- Interactive map of Blackhead
- Coordinates: 40°10′08″S 176°49′30″E﻿ / ﻿40.169°S 176.825°E
- Country: New Zealand
- Region: Hawke's Bay
- Territorial authority: Central Hawke's Bay District
- Ward: Aramoana-Ruahine
- Electorates: Wairarapa; Ikaroa-Rāwhiti (Māori);

Government
- • Territorial Authority: Central Hawke's Bay District Council
- • Regional council: Hawke's Bay Regional Council
- • Mayor of Central Hawke's Bay: Will Foley
- • Wairarapa MP: Mike Butterick
- • Ikaroa-Rāwhiti MP: Cushla Tangaere-Manuel

= Blackhead, Hawke's Bay =

Locality in Hawke's Bay Region, New Zealand

Blackhead is a small coastal settlement in Hawke's Bay, New Zealand.
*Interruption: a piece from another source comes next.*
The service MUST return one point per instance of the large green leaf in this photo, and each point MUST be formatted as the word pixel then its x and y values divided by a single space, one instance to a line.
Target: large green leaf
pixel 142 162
It is located on the east coast of the North Island of New Zealand, about 74 kilometres south of Napier. Blackhead Beach is a sandy beach, similar to other Hawke's Bay beaches such as Shoal Beach. The original Māori name for the beach is Te Pariomahu and this is more commonly used by local hapū.

There is a marine reserve located offshore from Blackhead Beach.

Te Angiangi Marine Reserve covers an area offshore from Blackhead.

==Marae==

The Pourerere Marae, located near Blackhead, is a tribal meeting ground for the Ngāti Kahungunu hapū of Ngāi Te Ōatua and Ngāti Tamaterā.